The Metropolitan Museum of Art
1000 Fifth Avenue
September 22 – January 3, 2009



If time has made any impact on The Americans since its initial release 50 years ago, it has been to reinforce the perceptive genius of Robert Frank. In and era when America was content to exist in a passive-aggressive state of denial about its racial issues and confused cultural identity, Frank’s camera found the moments that articulated both so completely that the images still resonate. Today, however, despite their often charged nature, they represent a nostalgic America: artifacts from another age, ripe for reevaluation.
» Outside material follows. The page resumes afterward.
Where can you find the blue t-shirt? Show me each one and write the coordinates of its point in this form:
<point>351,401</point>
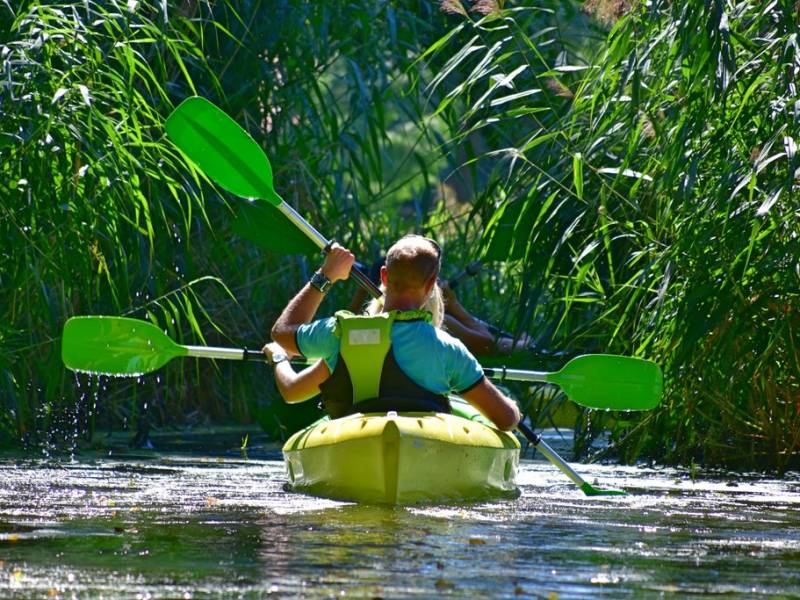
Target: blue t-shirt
<point>431,357</point>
The Met’s take on the iconic book, titled “Looking In: Robert Frank’s The Americans,” is both reevaluation and extended cut. The show leads in with several images from Frank’s previous studies in South America, England and France, that cast light on his early development. In these rough prints, Frank is already learning to use selective focus to isolate a figure, create plunging angles to drive the scene, and crop so that the photograph feels like a moment in time. Another early highlight is his application for the Guggenheim fellowship that funded the production of The Americans and his massive, continental road trip. This document doesn’t do much to cast Frank as a great writer, but coupled with the letter of recommendation from Walker Evans and promises of a book deal, it’s clear that even then, getting a grant was more about politics than artistic practice.
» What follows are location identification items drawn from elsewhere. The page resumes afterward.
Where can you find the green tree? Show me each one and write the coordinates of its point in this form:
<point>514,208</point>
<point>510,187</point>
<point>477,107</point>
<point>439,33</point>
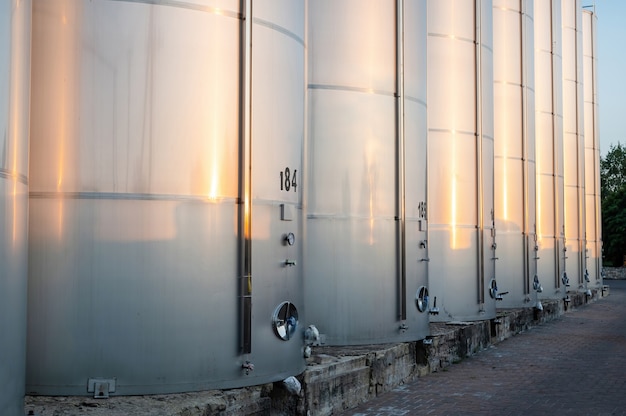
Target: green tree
<point>613,199</point>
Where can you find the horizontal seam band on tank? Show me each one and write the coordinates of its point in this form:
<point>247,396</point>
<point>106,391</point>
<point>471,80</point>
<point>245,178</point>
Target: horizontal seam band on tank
<point>575,28</point>
<point>184,5</point>
<point>415,100</point>
<point>508,9</point>
<point>126,196</point>
<point>278,28</point>
<point>453,37</point>
<point>350,89</point>
<point>447,226</point>
<point>515,84</point>
<point>464,132</point>
<point>7,174</point>
<point>516,158</point>
<point>348,216</point>
<point>550,113</point>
But politics or no, what is more interesting now is the marvel of how Frank could have known, could have seen in those fleeting moments between sight and shutter release exactly how to make tension visually potent. Photographs like Trolly—New Orleans, 1955, of a segregated trolly car with white women and children taking priority seating over African Americans, still hang with a tangible feeling of revelation. Again, in Charleston, South Carolina, 1955, where a resigned African American nanny holds a white baby in her arms and looks away into the distance, the message is just as unassuming and intense as it was 50 years ago. The contact sheets with multiple variations of these iconic shots, and the wall of test prints point to how calculated Frank really was when it came to getting it just right. What he created was more than momentary perception, but meaning that builds and takes its time until realization breaks like a cold sweat. Frank knew that significance is something that can’t be forced; it only happens when you let it unfold.

So 50 years later the legacy of The Americans is not the work, but actually the man. Frank is present in this show in a way he never could have been with the original book: his process, his judgments, his intentions. In his later years, Frank grew frustrated with the eventual success of his creation and sought to subvert it by symbolically destroying it in a series of film performances, which play at the very end of the exhibition. In spite of him, his visual essay is stronger than ever, and with that strength, his vision of America becomes our history.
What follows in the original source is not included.